This group, born between 1994 and 2002, are now entering the workforce with disposable income to eat out of home.
In fact, Gen Z accounted for 19% of total Out of Home visits in Q3 2017, according to the latest industry report from Decision Lab’s Foodservice Monitor. What’s more this group of diners has boosted their footfall to foodservice outlets by a whopping 46% compared to the same period last year.
However, while Gen Z can be considered a mighty force in Vietnam’s foodservice market, this new group of consumers is unlike their predecessors and cannot be engaged with in the same way.
For players in the F&B industry, here are five things you need to know about Generation Z.

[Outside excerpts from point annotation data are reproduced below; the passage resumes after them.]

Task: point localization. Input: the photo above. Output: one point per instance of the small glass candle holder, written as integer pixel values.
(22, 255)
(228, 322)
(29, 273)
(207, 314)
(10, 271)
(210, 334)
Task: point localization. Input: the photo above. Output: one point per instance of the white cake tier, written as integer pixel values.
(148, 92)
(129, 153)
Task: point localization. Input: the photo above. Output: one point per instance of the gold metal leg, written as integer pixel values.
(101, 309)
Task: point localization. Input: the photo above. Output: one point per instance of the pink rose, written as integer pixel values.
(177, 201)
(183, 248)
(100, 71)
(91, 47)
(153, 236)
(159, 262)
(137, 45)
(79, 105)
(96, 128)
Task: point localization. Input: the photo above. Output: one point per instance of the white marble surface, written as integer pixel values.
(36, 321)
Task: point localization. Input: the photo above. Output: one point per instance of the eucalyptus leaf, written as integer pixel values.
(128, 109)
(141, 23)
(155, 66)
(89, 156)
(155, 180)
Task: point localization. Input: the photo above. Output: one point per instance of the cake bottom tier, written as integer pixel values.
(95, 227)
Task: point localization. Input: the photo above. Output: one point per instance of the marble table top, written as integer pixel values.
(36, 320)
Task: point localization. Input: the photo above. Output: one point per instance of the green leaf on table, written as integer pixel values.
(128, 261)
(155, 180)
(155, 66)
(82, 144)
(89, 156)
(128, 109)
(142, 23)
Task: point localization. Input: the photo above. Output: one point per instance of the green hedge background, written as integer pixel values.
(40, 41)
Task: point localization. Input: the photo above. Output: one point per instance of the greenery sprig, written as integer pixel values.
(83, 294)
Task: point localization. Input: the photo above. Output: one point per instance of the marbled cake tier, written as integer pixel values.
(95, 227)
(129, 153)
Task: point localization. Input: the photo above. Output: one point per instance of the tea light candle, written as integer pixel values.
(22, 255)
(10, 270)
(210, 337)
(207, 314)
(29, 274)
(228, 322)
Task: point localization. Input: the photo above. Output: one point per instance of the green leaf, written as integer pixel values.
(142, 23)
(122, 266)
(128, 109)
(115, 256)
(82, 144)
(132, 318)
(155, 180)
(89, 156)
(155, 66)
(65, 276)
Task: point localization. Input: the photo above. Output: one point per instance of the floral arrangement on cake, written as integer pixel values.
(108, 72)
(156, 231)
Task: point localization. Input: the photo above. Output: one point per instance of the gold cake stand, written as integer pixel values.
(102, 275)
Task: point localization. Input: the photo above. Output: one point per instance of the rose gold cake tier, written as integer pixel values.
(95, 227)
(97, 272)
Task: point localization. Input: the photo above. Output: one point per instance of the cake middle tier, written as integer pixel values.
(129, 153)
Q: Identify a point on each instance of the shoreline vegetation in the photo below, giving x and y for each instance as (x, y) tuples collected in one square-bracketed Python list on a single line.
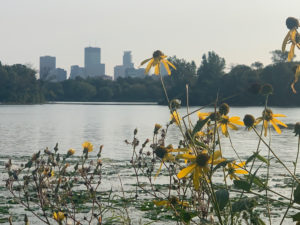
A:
[(197, 180), (18, 84)]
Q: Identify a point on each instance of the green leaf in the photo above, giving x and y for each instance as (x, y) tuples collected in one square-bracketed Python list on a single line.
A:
[(259, 157), (242, 184), (199, 125), (263, 159), (297, 194), (251, 158), (222, 197), (296, 217), (221, 164), (244, 204)]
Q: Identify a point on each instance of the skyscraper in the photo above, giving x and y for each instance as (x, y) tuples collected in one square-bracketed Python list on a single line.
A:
[(127, 59), (47, 63), (92, 62)]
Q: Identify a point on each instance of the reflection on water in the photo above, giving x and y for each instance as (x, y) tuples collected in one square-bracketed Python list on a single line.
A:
[(25, 129)]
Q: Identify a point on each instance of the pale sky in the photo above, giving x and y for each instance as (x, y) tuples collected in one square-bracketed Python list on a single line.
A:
[(240, 31)]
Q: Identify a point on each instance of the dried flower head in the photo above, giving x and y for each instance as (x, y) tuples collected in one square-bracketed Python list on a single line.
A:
[(249, 120), (292, 23), (161, 151), (71, 151), (267, 89)]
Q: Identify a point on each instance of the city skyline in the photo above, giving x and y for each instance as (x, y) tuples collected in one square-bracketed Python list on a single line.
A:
[(239, 31)]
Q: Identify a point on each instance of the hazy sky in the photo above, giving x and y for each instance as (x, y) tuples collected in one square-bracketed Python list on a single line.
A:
[(240, 31)]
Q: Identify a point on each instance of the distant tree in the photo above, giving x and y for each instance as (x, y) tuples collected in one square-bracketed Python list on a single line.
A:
[(257, 65), (278, 56)]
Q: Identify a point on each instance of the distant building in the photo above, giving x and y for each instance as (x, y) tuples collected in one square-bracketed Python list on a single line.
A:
[(127, 69), (92, 62), (57, 75), (47, 63), (77, 71), (132, 72), (127, 59)]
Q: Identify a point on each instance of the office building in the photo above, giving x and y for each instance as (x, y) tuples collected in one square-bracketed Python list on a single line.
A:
[(57, 75), (92, 62), (77, 71), (47, 63)]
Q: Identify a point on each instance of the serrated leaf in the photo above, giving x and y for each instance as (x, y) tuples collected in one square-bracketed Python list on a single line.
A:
[(199, 125), (263, 159), (297, 194), (251, 158), (221, 164), (244, 204), (296, 217), (222, 197), (242, 184)]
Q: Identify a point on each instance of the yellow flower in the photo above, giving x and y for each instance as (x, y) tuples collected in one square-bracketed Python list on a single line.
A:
[(155, 61), (268, 116), (199, 165), (292, 24), (156, 128), (226, 122), (175, 117), (173, 201), (234, 168), (87, 147), (71, 151), (59, 216), (297, 75), (164, 153), (202, 115)]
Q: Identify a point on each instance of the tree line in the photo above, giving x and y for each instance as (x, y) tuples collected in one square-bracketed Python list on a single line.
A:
[(236, 86)]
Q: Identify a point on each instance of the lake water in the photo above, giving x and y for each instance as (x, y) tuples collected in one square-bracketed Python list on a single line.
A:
[(25, 129)]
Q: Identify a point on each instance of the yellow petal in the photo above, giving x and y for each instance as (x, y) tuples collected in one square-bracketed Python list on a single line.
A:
[(186, 156), (146, 60), (233, 127), (241, 172), (224, 129), (279, 115), (239, 165), (279, 122), (236, 120), (186, 171), (196, 178), (167, 67), (291, 53), (157, 69), (149, 66), (275, 127), (159, 169), (286, 39), (266, 127)]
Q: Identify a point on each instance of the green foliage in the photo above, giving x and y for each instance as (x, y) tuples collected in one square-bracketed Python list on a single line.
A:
[(222, 197)]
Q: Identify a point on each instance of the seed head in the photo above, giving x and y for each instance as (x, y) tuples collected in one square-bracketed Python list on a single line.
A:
[(292, 23), (202, 159), (297, 129), (224, 109), (249, 120), (160, 152), (267, 89)]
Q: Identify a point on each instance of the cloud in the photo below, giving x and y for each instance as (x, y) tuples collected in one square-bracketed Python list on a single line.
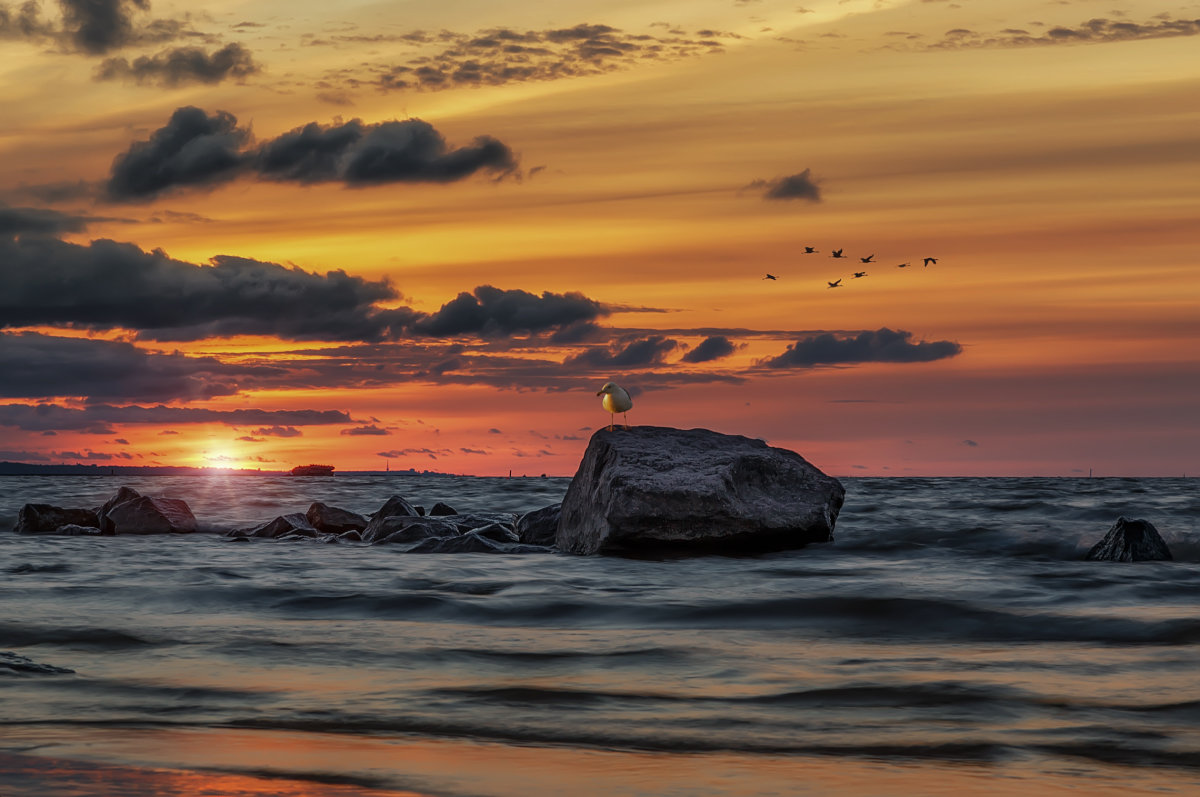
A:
[(492, 311), (504, 55), (36, 365), (711, 348), (89, 419), (195, 149), (880, 346), (795, 186), (277, 431), (365, 430), (636, 354), (1097, 30), (37, 221), (181, 66)]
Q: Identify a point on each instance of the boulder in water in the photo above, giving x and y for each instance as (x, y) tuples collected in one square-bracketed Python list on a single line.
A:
[(147, 515), (653, 487), (334, 520), (540, 526), (1131, 540), (47, 519)]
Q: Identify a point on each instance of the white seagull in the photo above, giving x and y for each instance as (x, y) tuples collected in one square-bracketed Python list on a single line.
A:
[(616, 400)]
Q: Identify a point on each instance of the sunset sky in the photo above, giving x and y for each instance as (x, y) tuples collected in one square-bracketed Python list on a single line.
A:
[(424, 234)]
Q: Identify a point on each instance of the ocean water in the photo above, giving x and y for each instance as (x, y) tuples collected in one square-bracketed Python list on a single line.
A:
[(951, 640)]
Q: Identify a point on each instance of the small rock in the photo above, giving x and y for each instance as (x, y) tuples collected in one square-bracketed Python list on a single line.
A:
[(1131, 540), (540, 526), (46, 519), (334, 520)]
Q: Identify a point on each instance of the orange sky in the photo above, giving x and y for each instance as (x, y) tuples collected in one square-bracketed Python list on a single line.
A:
[(646, 165)]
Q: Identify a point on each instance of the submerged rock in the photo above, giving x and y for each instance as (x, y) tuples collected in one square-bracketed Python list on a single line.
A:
[(47, 519), (694, 491), (1131, 540), (147, 515), (334, 520), (540, 526)]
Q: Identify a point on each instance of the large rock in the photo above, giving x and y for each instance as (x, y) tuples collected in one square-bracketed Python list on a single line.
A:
[(1131, 540), (334, 520), (540, 527), (47, 519), (694, 490), (147, 515)]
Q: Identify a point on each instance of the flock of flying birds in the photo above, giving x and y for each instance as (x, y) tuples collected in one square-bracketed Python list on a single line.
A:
[(858, 275)]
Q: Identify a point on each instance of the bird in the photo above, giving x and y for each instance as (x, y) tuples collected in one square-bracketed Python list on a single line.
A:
[(616, 400)]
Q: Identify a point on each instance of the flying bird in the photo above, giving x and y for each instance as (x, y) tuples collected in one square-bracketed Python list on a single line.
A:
[(615, 400)]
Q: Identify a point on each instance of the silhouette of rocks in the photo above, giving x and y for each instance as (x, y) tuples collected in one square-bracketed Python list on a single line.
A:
[(1131, 540), (694, 491), (540, 526), (333, 520), (47, 519)]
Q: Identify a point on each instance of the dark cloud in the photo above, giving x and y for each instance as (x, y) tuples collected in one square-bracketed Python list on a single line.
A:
[(195, 149), (277, 431), (36, 366), (795, 186), (1098, 30), (37, 221), (89, 419), (492, 311), (181, 66), (711, 348), (880, 346), (107, 285), (637, 354), (366, 430), (503, 55)]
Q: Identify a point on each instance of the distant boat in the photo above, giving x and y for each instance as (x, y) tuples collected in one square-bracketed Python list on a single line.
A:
[(312, 471)]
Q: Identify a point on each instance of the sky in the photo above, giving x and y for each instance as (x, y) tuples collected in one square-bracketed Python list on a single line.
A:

Unlike older consumers who tend to concentrate food and drink consumption into two main meals, Gen Z does not discriminate against eating times. Since many will be used to a relatively flexible school/work schedule, these youngsters can and choose to graze throughout the day.

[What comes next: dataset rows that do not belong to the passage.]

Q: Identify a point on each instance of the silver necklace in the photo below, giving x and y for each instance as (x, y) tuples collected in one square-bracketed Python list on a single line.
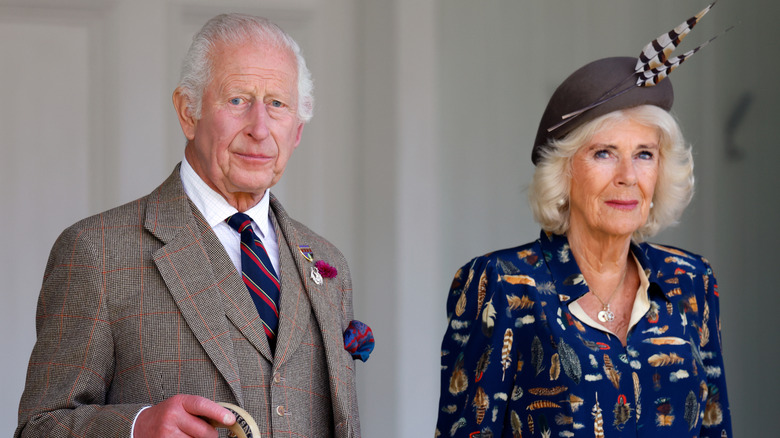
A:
[(606, 314)]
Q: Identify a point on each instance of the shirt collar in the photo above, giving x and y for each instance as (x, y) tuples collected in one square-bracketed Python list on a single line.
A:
[(214, 207)]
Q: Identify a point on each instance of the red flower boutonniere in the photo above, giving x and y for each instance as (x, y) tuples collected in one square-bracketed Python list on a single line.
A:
[(325, 269)]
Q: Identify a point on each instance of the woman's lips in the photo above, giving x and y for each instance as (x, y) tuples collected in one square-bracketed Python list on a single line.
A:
[(622, 205)]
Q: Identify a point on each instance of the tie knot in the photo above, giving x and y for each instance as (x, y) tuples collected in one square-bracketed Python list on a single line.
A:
[(239, 222)]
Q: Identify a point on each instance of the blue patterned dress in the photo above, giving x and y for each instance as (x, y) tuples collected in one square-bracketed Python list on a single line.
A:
[(517, 363)]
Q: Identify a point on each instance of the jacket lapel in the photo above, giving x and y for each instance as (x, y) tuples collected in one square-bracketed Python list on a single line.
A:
[(184, 264)]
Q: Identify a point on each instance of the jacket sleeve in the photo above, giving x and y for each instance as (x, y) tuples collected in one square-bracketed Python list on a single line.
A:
[(72, 362), (475, 384), (717, 416)]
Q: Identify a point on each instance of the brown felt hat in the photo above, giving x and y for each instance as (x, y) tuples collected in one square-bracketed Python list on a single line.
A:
[(590, 84)]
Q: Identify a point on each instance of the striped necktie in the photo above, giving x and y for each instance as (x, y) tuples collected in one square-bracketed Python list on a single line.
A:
[(258, 274)]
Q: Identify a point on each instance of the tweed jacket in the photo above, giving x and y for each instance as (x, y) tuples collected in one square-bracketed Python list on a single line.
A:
[(142, 302)]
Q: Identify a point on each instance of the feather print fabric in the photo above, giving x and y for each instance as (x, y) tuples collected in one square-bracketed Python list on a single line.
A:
[(528, 367)]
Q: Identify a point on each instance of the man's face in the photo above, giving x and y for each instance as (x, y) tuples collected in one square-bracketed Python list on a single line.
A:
[(249, 125)]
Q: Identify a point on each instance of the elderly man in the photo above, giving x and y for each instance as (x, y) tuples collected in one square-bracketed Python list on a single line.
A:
[(204, 291)]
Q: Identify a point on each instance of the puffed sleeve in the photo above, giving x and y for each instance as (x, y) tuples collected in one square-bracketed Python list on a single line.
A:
[(717, 416), (476, 376)]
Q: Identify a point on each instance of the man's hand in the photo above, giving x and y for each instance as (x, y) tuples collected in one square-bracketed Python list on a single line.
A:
[(182, 416)]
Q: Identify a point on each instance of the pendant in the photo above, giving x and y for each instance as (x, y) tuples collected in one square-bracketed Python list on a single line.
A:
[(315, 275), (606, 315)]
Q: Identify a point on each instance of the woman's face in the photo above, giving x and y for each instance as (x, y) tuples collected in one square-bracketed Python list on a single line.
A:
[(613, 179)]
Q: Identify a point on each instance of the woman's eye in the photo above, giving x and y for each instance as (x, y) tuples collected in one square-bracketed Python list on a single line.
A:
[(646, 155)]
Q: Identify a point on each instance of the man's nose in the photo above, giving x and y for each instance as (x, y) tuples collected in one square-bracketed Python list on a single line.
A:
[(257, 121)]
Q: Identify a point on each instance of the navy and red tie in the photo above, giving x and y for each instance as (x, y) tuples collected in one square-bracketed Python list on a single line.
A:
[(258, 274)]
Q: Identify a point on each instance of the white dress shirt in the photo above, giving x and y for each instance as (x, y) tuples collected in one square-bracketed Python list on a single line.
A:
[(216, 209)]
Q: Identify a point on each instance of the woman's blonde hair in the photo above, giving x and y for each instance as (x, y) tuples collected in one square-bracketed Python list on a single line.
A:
[(549, 190)]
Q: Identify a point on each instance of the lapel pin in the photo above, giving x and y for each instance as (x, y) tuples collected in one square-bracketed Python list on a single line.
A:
[(306, 252), (325, 269)]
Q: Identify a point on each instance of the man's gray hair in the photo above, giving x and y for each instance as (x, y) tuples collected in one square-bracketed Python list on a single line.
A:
[(238, 29)]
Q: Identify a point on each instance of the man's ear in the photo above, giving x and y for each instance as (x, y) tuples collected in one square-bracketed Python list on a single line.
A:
[(187, 121)]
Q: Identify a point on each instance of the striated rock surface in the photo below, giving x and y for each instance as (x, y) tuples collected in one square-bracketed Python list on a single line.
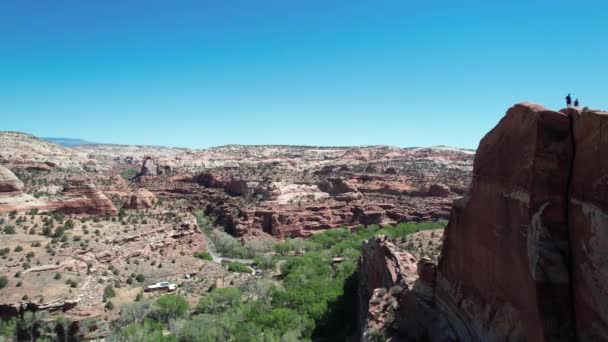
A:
[(524, 254), (382, 269), (83, 198), (588, 221), (140, 199)]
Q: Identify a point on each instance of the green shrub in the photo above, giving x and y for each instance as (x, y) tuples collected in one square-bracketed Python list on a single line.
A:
[(219, 300), (238, 267), (172, 306), (108, 292)]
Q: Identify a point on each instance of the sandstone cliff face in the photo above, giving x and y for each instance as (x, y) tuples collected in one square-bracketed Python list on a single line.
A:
[(140, 199), (9, 182), (524, 254), (506, 246), (84, 198), (588, 221)]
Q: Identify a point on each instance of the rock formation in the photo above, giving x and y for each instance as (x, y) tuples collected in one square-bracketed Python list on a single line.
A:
[(140, 199), (9, 182), (77, 197), (83, 198), (524, 253)]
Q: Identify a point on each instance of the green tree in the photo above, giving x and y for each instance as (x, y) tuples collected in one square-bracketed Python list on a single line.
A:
[(149, 331), (108, 292), (219, 300), (8, 328)]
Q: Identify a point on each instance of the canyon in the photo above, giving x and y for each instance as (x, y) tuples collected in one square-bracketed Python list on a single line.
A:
[(522, 257), (524, 252)]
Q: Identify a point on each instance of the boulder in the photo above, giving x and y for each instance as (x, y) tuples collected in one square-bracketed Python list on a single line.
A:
[(140, 199), (439, 190), (9, 182)]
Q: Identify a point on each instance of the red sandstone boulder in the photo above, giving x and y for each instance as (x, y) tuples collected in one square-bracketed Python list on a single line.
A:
[(439, 190), (9, 182), (141, 199)]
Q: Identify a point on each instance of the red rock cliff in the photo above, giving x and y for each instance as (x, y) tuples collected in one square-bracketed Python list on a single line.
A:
[(525, 252)]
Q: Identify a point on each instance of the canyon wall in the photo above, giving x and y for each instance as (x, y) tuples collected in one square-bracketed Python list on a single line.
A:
[(525, 253)]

This leads to great potential for foodservice businesses who can utilize Gen Z’s all day eating habits to optimise low traffic day-parts, especially day-time snacking occasions.
Despite relatively low incomes, as either students or first jobbers, Gen Z spends a high proportion of its money on purchasing food and drinks out of home, almost 900.000 VND (approx. 40USD) a month. Decision Lab’s report also indicates that, unlike older generations, Gen Z spends a higher percentage of their money on snacks, as much as their main meals.
Though it’s true that this group of consumers still has lower spending power than the wealthier, older cohorts, businesses should seriously regard them as the core target for future business growth.
As a generation with an innate crave for new, exciting things, Gen Z understandably makes much more visits to foodservice outlets specializing in foreign cuisines compared to other generations.
Businesses focusing on foreign cuisine concepts should therefore revise their communication and marketing strategies to target this group of customers more precisely. Meanwhile, outlets specializing in Vietnamese cuisine can try to lure in the young by coming up with new dishes and adding a twist to its traditional menu to stay relevant and attractive.
Bubble tea may well be Gen Z’s signature drink since they were six times more likely to consume it than any other generation. According to Decision Lab’s Foodservice Monitor their bubble tea passion lead to a huge surge in visits to bubble tea shops during the past year while their indifference to coffee beverages partly explained the decline in visits to coffee shops in 2017.
Bubble tea is just one prominent example of how Gen Z can influence the foodservice market in fundamental ways, further emphasising why foodservice businesses should invest in understanding this generation.
This is a generation that is on the loop out for new concepts and highly savvy about better offerings elsewhere. They are therefore harder to please and choosier about recommending an eating place, compared to other generations.
To win over Gen Z, businesses need smarter and more effective marketing strategies, along with ensuring real life positive consumer experience.
All in all, Gen Z, with their increasing consumption power, deserves to be taken seriously by Foodservice players, both manufacturers and operators. While Gen Z notably differs from other generations posing unprecedented consumption behaviour, they are very much reachable and can become exciting challenges for businesses to win over.